The Primitive Methodist Chapel is a former Primitive Methodist church on Welsh Row in Nantwich, Cheshire, England (at SJ6460252372). Built in 1840, it is listed at grade II. The chapel closed in 2001, and the building has been partially converted to residential use.
Early visits from Nonconformist preachers were not welcomed in Nantwich. In 1753, John Wesley was "saluted with curses and hard names", while that same year, George Whitefield was met by angry crowds who tried to drive a bull into his audience, but were foiled when the animal fell into a pit.
William Clowes, one of the founders of Primitive Methodism, came to Nantwich with John Wedgewood and preached at The Barony in 1817. A building on Marsh Lane was purchased in 1826 for £100 and was used as a chapel until 1840, when the chapel on Welsh Row was built by Thomas Bateman. The Welsh Row site, donated by George Wilbraham, was a former cloth merchants' hall. Opening on 21 October 1840, the Welsh Row chapel seated a congregation of 600. It originally fell within the Burland Primitive Methodist circuit, but in 1844 a minister was appointed in Nantwich and the town became the centre of the circuit.

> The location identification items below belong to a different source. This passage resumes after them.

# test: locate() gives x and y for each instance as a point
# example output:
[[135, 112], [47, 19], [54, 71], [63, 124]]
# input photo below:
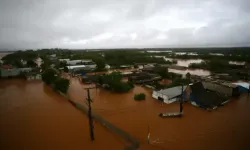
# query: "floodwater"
[[33, 117], [225, 128], [199, 72], [3, 54], [185, 63]]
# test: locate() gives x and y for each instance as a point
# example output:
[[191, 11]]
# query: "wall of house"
[[218, 88], [156, 95]]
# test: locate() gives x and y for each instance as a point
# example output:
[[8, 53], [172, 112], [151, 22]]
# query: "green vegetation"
[[49, 76], [61, 85], [139, 97], [215, 65], [188, 75], [162, 71], [114, 83]]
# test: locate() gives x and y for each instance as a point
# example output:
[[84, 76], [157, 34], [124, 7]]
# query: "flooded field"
[[199, 72], [225, 128], [33, 117], [3, 54]]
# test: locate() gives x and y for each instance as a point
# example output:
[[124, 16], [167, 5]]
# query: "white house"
[[38, 61], [169, 95], [64, 60]]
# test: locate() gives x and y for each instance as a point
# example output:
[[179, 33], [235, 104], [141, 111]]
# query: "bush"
[[139, 97], [49, 76], [114, 82], [61, 85]]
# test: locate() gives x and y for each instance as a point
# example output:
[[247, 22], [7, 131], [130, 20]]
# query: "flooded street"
[[224, 128], [199, 72], [33, 117]]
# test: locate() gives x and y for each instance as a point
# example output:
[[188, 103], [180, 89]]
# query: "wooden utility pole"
[[148, 138], [91, 126], [181, 99]]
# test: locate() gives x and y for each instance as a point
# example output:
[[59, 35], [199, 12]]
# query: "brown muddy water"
[[228, 127], [33, 117]]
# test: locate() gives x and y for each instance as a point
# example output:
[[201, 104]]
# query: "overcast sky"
[[123, 23]]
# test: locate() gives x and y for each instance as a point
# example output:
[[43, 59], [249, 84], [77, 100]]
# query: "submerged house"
[[33, 76], [199, 96], [222, 87], [9, 71], [170, 95], [243, 86], [143, 77]]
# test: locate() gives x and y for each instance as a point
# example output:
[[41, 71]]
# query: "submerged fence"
[[134, 142]]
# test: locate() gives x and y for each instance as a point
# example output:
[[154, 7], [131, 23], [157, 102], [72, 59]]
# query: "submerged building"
[[170, 95], [199, 96]]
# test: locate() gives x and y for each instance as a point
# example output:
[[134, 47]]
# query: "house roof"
[[172, 92], [243, 84], [204, 98], [77, 66]]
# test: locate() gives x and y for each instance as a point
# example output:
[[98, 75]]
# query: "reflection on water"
[[199, 72], [185, 63], [225, 128], [237, 63], [45, 120], [33, 117]]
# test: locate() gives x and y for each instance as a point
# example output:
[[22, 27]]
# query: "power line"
[[91, 126]]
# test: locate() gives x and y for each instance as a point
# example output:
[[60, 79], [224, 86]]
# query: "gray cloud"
[[125, 23]]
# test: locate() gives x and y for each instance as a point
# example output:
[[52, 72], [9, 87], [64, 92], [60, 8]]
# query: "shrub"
[[139, 97], [61, 85], [49, 76]]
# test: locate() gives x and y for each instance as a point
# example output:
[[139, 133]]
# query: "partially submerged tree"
[[49, 76], [188, 75], [139, 97], [114, 83], [61, 85]]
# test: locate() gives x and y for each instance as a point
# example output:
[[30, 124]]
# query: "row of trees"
[[215, 65], [114, 82], [52, 77]]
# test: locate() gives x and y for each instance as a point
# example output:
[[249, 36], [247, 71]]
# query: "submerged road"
[[33, 117], [228, 127]]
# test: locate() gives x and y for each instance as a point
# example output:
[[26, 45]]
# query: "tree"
[[61, 85], [18, 64], [139, 97], [100, 64], [49, 76], [46, 63], [31, 63], [114, 82], [188, 75], [162, 71]]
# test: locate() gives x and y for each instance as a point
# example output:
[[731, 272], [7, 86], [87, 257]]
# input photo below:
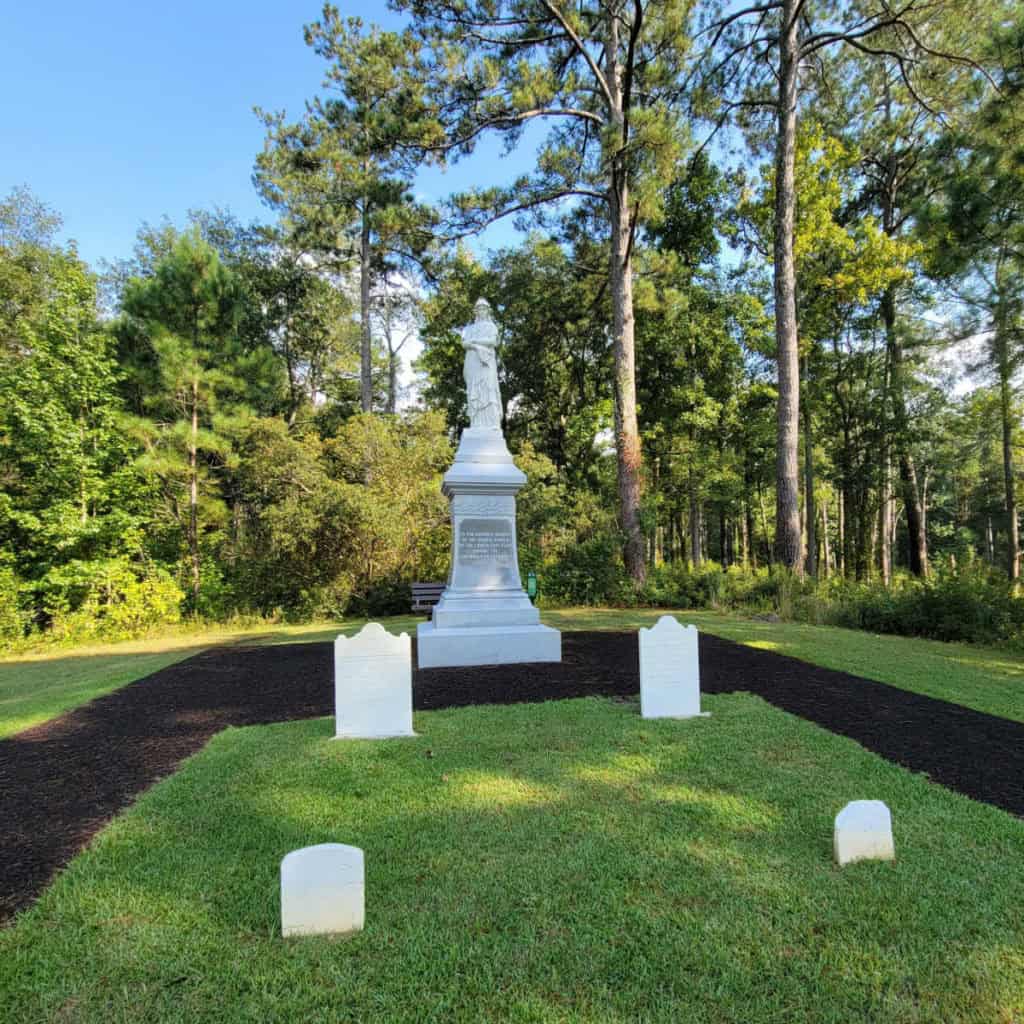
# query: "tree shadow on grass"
[[568, 861]]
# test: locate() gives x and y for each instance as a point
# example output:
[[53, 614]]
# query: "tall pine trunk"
[[366, 361], [810, 512], [886, 488], [1009, 476], [621, 287], [787, 539], [916, 538]]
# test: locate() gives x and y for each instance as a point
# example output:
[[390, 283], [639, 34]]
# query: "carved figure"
[[480, 370]]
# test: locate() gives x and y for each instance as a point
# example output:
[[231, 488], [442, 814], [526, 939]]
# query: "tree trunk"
[[916, 539], [769, 544], [392, 382], [366, 360], [841, 547], [787, 540], [194, 494], [621, 288], [810, 512], [1009, 476], [886, 488], [696, 528], [824, 539]]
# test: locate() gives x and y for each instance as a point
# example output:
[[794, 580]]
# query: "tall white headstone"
[[373, 684], [484, 615], [323, 890], [670, 671], [863, 830]]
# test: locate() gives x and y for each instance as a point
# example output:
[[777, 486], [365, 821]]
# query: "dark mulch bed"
[[62, 781]]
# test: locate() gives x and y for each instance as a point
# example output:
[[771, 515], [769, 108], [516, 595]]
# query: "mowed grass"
[[39, 686], [987, 679], [543, 862]]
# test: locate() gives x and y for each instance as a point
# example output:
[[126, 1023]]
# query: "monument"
[[484, 615]]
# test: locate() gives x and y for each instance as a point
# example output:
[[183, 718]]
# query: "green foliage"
[[12, 617], [109, 600], [589, 572]]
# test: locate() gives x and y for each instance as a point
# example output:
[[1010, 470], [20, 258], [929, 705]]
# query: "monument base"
[[438, 647]]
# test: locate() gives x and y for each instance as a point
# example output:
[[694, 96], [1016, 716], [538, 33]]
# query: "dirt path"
[[61, 781]]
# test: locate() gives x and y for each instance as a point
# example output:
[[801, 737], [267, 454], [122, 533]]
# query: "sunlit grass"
[[36, 687], [543, 862], [987, 679]]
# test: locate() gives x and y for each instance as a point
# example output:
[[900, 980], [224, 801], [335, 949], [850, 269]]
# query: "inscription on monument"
[[485, 553], [484, 543]]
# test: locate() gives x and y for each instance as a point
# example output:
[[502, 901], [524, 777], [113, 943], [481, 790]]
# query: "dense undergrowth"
[[974, 603]]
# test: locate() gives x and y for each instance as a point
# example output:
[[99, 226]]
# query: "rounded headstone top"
[[483, 330]]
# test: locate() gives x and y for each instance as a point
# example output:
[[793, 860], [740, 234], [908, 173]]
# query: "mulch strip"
[[61, 781]]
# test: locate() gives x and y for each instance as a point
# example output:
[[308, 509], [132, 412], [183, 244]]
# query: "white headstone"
[[863, 832], [373, 684], [323, 890], [670, 671]]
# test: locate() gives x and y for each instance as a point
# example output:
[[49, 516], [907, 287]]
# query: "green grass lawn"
[[549, 862], [36, 687], [987, 679]]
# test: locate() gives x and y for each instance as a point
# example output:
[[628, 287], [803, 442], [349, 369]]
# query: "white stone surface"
[[483, 398], [670, 671], [484, 615], [373, 684], [863, 832], [323, 890]]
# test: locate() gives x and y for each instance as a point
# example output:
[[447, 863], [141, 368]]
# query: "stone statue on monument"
[[480, 370], [484, 616]]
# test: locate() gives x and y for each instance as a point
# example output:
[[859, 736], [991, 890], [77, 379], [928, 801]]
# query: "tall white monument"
[[484, 616]]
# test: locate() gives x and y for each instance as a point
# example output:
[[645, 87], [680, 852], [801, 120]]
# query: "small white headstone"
[[670, 671], [373, 684], [323, 890], [863, 832]]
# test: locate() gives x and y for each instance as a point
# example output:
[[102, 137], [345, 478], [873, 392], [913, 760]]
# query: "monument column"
[[484, 615]]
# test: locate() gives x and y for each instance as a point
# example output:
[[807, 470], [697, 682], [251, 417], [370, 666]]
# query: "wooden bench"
[[426, 595]]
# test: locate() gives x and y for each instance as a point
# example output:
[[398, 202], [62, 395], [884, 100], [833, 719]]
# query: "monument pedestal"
[[484, 615]]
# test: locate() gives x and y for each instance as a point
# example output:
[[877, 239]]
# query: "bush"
[[13, 621], [974, 604], [110, 600], [388, 597]]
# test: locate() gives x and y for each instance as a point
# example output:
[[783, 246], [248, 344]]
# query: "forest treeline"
[[761, 337]]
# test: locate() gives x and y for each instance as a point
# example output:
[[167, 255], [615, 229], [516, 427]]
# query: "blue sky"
[[120, 113]]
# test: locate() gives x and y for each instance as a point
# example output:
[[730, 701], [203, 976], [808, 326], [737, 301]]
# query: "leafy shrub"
[[110, 600], [589, 572], [12, 620], [973, 604], [388, 597]]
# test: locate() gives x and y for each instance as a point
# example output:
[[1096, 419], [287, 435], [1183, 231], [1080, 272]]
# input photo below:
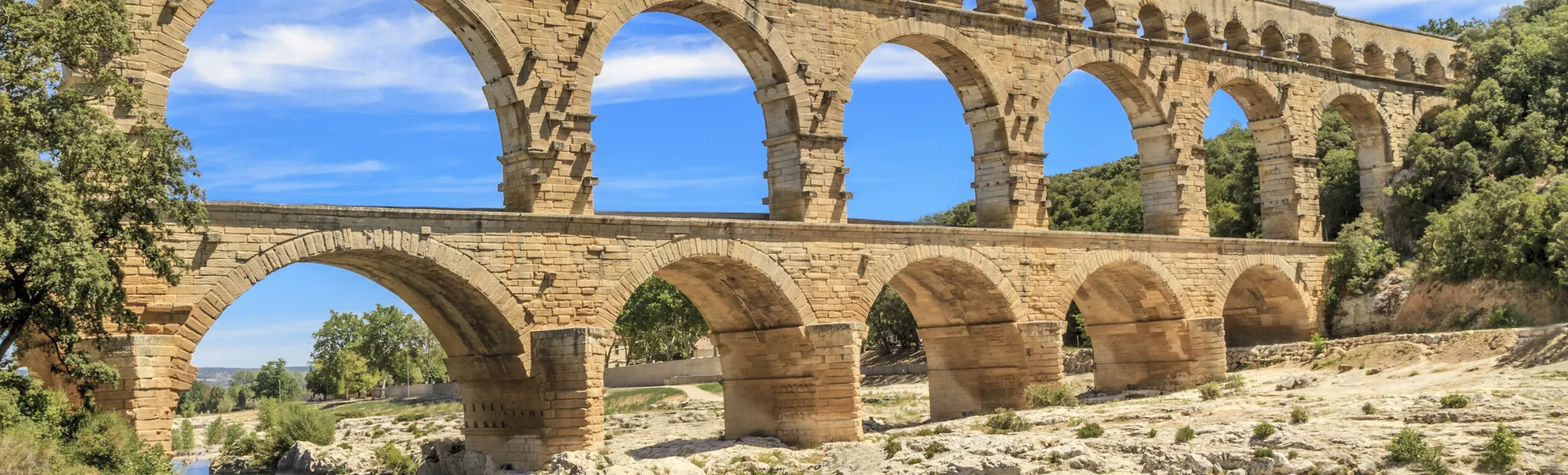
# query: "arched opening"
[[1273, 43], [1344, 55], [1097, 185], [466, 310], [1435, 73], [678, 65], [1099, 16], [1137, 328], [1153, 22], [1265, 308], [1236, 38], [1368, 127], [1254, 187], [966, 328], [1377, 63], [1198, 30], [1308, 51], [1404, 66], [783, 377], [927, 165]]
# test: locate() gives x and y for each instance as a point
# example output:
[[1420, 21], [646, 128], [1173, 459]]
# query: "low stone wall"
[[657, 374], [1302, 352]]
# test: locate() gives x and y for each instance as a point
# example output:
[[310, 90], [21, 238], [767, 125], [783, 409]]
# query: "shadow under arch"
[[1273, 140], [1374, 154], [784, 375], [1264, 305], [474, 316], [966, 314], [1139, 323], [957, 57]]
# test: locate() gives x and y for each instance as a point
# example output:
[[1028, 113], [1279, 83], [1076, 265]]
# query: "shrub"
[[217, 430], [1006, 420], [294, 422], [1090, 431], [1454, 401], [1299, 414], [932, 450], [1262, 430], [892, 447], [1502, 450], [1209, 391], [1410, 446], [1048, 396], [394, 460]]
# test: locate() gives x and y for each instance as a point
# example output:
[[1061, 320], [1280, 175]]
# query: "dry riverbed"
[[1353, 403]]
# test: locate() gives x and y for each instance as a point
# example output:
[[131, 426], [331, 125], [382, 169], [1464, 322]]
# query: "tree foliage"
[[41, 433], [1102, 198], [82, 196], [1231, 184], [659, 323], [275, 382], [891, 325]]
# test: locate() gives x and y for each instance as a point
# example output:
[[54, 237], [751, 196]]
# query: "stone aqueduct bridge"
[[523, 298]]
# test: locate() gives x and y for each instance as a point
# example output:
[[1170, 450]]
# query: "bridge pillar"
[[1010, 190], [154, 370], [1289, 198], [798, 383], [524, 408], [806, 177], [1174, 184]]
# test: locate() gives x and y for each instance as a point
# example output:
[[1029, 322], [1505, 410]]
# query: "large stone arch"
[[782, 370], [966, 313], [1264, 302], [721, 278], [957, 57], [465, 305], [1139, 320], [1126, 76], [1374, 148]]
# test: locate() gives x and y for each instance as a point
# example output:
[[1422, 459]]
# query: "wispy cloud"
[[272, 176], [1422, 8], [326, 65], [646, 68], [667, 180]]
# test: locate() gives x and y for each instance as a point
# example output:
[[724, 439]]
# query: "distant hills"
[[223, 377]]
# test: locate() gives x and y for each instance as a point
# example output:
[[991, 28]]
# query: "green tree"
[[891, 326], [388, 340], [1102, 198], [276, 382], [82, 196], [659, 323], [961, 215], [1338, 174], [1231, 184], [1502, 231]]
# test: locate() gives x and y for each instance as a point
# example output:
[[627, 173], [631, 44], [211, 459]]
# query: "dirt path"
[[697, 394]]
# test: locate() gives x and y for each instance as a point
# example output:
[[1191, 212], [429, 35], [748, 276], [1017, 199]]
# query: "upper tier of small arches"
[[1305, 32]]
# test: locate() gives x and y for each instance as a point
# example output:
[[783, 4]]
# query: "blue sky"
[[374, 102]]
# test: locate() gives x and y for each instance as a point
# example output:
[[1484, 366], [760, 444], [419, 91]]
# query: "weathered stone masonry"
[[523, 305], [523, 298]]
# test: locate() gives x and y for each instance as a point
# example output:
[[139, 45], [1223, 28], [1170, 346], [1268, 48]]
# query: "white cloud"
[[337, 65], [281, 174], [897, 63], [1422, 8]]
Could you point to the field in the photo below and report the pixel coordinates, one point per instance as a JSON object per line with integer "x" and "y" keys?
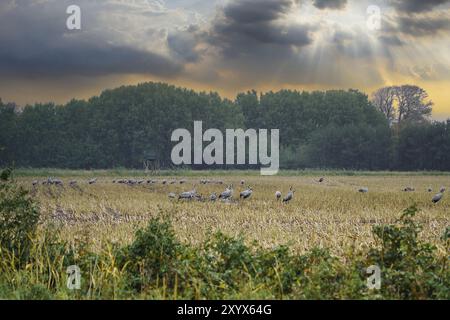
{"x": 331, "y": 214}
{"x": 133, "y": 241}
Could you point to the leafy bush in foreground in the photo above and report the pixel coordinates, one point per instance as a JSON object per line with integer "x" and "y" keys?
{"x": 18, "y": 218}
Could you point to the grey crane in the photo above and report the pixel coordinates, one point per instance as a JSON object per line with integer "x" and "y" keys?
{"x": 289, "y": 196}
{"x": 172, "y": 195}
{"x": 72, "y": 183}
{"x": 363, "y": 190}
{"x": 246, "y": 193}
{"x": 438, "y": 197}
{"x": 188, "y": 194}
{"x": 278, "y": 195}
{"x": 227, "y": 194}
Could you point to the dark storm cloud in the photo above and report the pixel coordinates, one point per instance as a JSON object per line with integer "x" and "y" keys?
{"x": 330, "y": 4}
{"x": 183, "y": 44}
{"x": 408, "y": 6}
{"x": 35, "y": 42}
{"x": 423, "y": 25}
{"x": 251, "y": 26}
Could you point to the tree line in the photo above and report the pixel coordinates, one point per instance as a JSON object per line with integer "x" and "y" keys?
{"x": 321, "y": 129}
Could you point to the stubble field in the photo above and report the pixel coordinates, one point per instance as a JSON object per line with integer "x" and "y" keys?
{"x": 330, "y": 214}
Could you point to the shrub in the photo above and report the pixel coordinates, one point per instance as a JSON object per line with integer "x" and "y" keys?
{"x": 19, "y": 217}
{"x": 410, "y": 268}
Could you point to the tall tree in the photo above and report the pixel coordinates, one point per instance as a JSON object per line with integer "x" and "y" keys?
{"x": 405, "y": 103}
{"x": 413, "y": 104}
{"x": 383, "y": 99}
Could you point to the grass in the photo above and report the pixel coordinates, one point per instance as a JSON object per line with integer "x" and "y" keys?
{"x": 327, "y": 230}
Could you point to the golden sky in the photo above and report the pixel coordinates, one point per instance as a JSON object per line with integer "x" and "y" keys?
{"x": 227, "y": 46}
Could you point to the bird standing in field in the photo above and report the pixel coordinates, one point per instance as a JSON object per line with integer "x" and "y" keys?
{"x": 246, "y": 193}
{"x": 289, "y": 196}
{"x": 438, "y": 197}
{"x": 227, "y": 194}
{"x": 172, "y": 195}
{"x": 188, "y": 194}
{"x": 278, "y": 195}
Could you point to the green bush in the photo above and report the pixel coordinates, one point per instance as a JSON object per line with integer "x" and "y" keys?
{"x": 19, "y": 217}
{"x": 410, "y": 268}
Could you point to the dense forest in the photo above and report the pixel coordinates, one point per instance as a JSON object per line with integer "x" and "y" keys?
{"x": 321, "y": 129}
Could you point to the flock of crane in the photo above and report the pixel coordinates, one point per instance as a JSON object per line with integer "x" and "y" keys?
{"x": 225, "y": 196}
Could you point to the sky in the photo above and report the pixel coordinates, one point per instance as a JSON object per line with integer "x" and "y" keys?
{"x": 228, "y": 46}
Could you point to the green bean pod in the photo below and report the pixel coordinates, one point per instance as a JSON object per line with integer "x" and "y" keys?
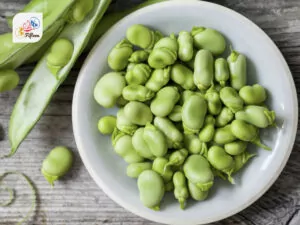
{"x": 204, "y": 70}
{"x": 197, "y": 170}
{"x": 247, "y": 132}
{"x": 258, "y": 116}
{"x": 193, "y": 114}
{"x": 125, "y": 125}
{"x": 139, "y": 74}
{"x": 225, "y": 117}
{"x": 221, "y": 71}
{"x": 238, "y": 70}
{"x": 155, "y": 140}
{"x": 152, "y": 189}
{"x": 253, "y": 95}
{"x": 135, "y": 169}
{"x": 164, "y": 101}
{"x": 174, "y": 136}
{"x": 185, "y": 43}
{"x": 136, "y": 92}
{"x": 119, "y": 55}
{"x": 107, "y": 124}
{"x": 158, "y": 79}
{"x": 109, "y": 88}
{"x": 181, "y": 192}
{"x": 139, "y": 56}
{"x": 224, "y": 135}
{"x": 140, "y": 144}
{"x": 183, "y": 76}
{"x": 138, "y": 113}
{"x": 209, "y": 39}
{"x": 231, "y": 99}
{"x": 9, "y": 80}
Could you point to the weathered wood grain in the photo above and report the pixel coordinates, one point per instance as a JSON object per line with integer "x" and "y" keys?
{"x": 77, "y": 200}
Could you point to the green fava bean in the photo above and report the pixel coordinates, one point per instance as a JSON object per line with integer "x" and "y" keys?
{"x": 159, "y": 166}
{"x": 253, "y": 95}
{"x": 224, "y": 135}
{"x": 119, "y": 55}
{"x": 222, "y": 161}
{"x": 123, "y": 124}
{"x": 170, "y": 131}
{"x": 60, "y": 54}
{"x": 155, "y": 140}
{"x": 138, "y": 113}
{"x": 236, "y": 147}
{"x": 209, "y": 39}
{"x": 158, "y": 79}
{"x": 221, "y": 71}
{"x": 181, "y": 192}
{"x": 57, "y": 164}
{"x": 231, "y": 99}
{"x": 193, "y": 114}
{"x": 139, "y": 74}
{"x": 124, "y": 148}
{"x": 140, "y": 144}
{"x": 135, "y": 169}
{"x": 204, "y": 70}
{"x": 185, "y": 43}
{"x": 151, "y": 188}
{"x": 183, "y": 76}
{"x": 238, "y": 70}
{"x": 139, "y": 56}
{"x": 9, "y": 80}
{"x": 247, "y": 132}
{"x": 164, "y": 101}
{"x": 214, "y": 103}
{"x": 241, "y": 159}
{"x": 257, "y": 115}
{"x": 196, "y": 193}
{"x": 208, "y": 131}
{"x": 175, "y": 115}
{"x": 193, "y": 144}
{"x": 136, "y": 92}
{"x": 81, "y": 9}
{"x": 109, "y": 88}
{"x": 107, "y": 124}
{"x": 197, "y": 170}
{"x": 225, "y": 117}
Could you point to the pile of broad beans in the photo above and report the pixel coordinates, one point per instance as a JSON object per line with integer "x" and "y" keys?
{"x": 186, "y": 115}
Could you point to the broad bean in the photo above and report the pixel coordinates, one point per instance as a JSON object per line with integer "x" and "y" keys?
{"x": 193, "y": 114}
{"x": 197, "y": 170}
{"x": 107, "y": 124}
{"x": 138, "y": 113}
{"x": 135, "y": 169}
{"x": 204, "y": 70}
{"x": 119, "y": 55}
{"x": 152, "y": 189}
{"x": 185, "y": 43}
{"x": 164, "y": 101}
{"x": 231, "y": 99}
{"x": 181, "y": 192}
{"x": 253, "y": 95}
{"x": 209, "y": 39}
{"x": 257, "y": 115}
{"x": 238, "y": 70}
{"x": 109, "y": 88}
{"x": 183, "y": 76}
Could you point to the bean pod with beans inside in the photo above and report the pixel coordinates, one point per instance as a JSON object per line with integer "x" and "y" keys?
{"x": 188, "y": 115}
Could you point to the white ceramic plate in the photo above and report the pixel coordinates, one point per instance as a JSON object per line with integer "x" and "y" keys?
{"x": 266, "y": 66}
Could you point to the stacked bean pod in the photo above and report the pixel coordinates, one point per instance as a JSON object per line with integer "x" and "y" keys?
{"x": 186, "y": 114}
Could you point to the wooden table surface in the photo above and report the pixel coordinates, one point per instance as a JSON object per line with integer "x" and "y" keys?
{"x": 77, "y": 200}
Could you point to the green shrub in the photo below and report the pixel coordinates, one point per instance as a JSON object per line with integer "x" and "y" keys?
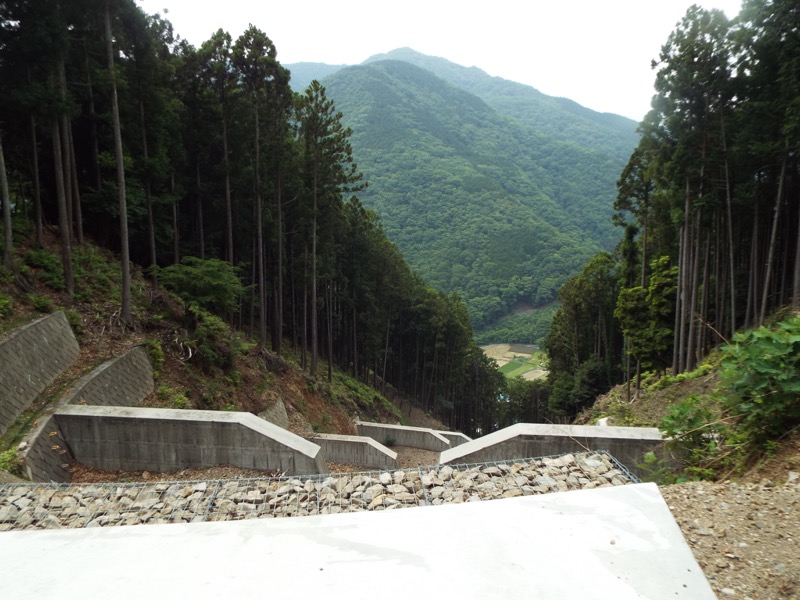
{"x": 6, "y": 306}
{"x": 172, "y": 397}
{"x": 49, "y": 266}
{"x": 40, "y": 303}
{"x": 760, "y": 380}
{"x": 11, "y": 462}
{"x": 156, "y": 355}
{"x": 212, "y": 284}
{"x": 74, "y": 320}
{"x": 212, "y": 339}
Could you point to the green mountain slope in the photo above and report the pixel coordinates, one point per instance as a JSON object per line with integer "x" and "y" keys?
{"x": 559, "y": 118}
{"x": 488, "y": 187}
{"x": 478, "y": 204}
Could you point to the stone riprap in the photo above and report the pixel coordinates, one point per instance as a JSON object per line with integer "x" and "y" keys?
{"x": 31, "y": 357}
{"x": 53, "y": 506}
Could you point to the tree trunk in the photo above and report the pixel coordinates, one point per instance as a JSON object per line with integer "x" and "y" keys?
{"x": 176, "y": 232}
{"x": 151, "y": 236}
{"x": 201, "y": 228}
{"x": 796, "y": 288}
{"x": 729, "y": 219}
{"x": 228, "y": 209}
{"x": 125, "y": 313}
{"x": 277, "y": 325}
{"x": 63, "y": 219}
{"x": 771, "y": 249}
{"x": 314, "y": 340}
{"x": 37, "y": 193}
{"x": 77, "y": 210}
{"x": 92, "y": 120}
{"x": 8, "y": 235}
{"x": 262, "y": 288}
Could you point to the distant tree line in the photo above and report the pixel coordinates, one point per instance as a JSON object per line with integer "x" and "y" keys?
{"x": 710, "y": 207}
{"x": 115, "y": 129}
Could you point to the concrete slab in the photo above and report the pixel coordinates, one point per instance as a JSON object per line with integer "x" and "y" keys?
{"x": 616, "y": 543}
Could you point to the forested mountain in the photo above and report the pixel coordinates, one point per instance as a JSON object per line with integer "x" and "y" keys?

The several other Nonconformist places of worship in the town in 1850 also included a Wesleyan Methodist Church and a Unitarian Chapel on Hospital Street, an Independent or Congregational Chapel on Monks Lane, a Baptist Chapel on Barker Street, a Friends' Meeting House on Pillory Street, and a Wesleyan Association Chapel on Castle Street. A second Primitive Methodist chapel, the Wood Memorial Chapel, was built in 1881 at The Barony by John Wood.